Telangana High Court
K.Rama Devi vs State Of Telangana Another on 31 October, 2022
Author: D.Nagarjun
Bench: D.Nagarjun
THE HON'BLE DR. JUSTICE D.NAGARJUN
CRIMINAL PETITION No.10723 of 2016
ORDER:
This petition is filed by the petitioner/A3 seeking quashment of C.C.No.499 of 2015 filed by the Drug Inspector, Medchal Zone alleging that the petitioner has violated the provisions of the Drugs and Cosmetics Act, 1940 (for short, "the Act") and liable for punishment under Section 18(a)(vi) and 27(d) of the Act.
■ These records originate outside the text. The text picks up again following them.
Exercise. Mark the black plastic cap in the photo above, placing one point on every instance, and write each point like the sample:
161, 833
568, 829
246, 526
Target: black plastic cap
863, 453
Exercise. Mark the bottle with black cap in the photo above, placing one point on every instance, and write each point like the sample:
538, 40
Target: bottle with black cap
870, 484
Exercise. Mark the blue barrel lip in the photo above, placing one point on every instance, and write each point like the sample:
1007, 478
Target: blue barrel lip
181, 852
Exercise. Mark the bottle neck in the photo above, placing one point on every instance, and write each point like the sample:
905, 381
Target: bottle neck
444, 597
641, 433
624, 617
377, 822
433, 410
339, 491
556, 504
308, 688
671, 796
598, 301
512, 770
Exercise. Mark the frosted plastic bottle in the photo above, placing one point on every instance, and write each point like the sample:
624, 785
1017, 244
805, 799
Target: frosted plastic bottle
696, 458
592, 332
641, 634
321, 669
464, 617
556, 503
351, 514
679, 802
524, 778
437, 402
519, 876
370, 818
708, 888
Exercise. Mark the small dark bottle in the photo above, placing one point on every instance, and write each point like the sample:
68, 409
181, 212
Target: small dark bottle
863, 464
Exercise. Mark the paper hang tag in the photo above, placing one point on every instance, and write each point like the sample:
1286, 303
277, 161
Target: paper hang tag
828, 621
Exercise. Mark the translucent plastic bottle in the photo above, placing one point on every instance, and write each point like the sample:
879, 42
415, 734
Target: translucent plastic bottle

2. The facts in brief as per the complaint filed by the de- facto complainant are that A1/M/s. concord Drugs Limited is a manufacturing company situated at Sy.No.249 of Brahmanapally Village, Hayathnagar, Ranga Reddy District represented by A2/Managing Director. A1 company manufactures drug Cloper Injection (Diclofenac sodium and Paracetamol Injection 3 ml ampouls Batch No.CPR- 0601, marketed by M/s. Beulah Biomedics Limited and the said drug was manufactured for sale without having product manufacturing license. Petitioner/A3 by name K. Rama Devi is the Proprietor-cum-competent person of the firm M/s. Beulah Biomedics, situated in Sy.No.588, Kapra. 2
3. On credible information, the de-facto complainant/drug inspector inspected the premises on 29.01.2013 belonging to the petitioner/A3, which is M/s. Beulah Biomedics, where the petitioner/A3 was found. The de-facto complainant has found the petitioner/A3 has stocked the drug Clopar Injection in a quantity of 12,840x3ml ampoules manufactured by A1 as per invoices No.132 dated 07.10.2010, invoice No.65 dated 24.07.2012 and invoice No.159 dated 08.11.2012. The de-facto complainant has asked the petitioner/A3 to provide the license copy of A1 company for manufacturing the drug Clopar injection, but the petitioner failed to furnish the license of A1 company to manufacture the drug. Since the petitioner/A3 has failed to provide the license details of A1 company, the drug inspector has freezed the drug Clopar Injection for a quantity of 12,840x3ml ampoules vide Form 15, dated 29.01.2013.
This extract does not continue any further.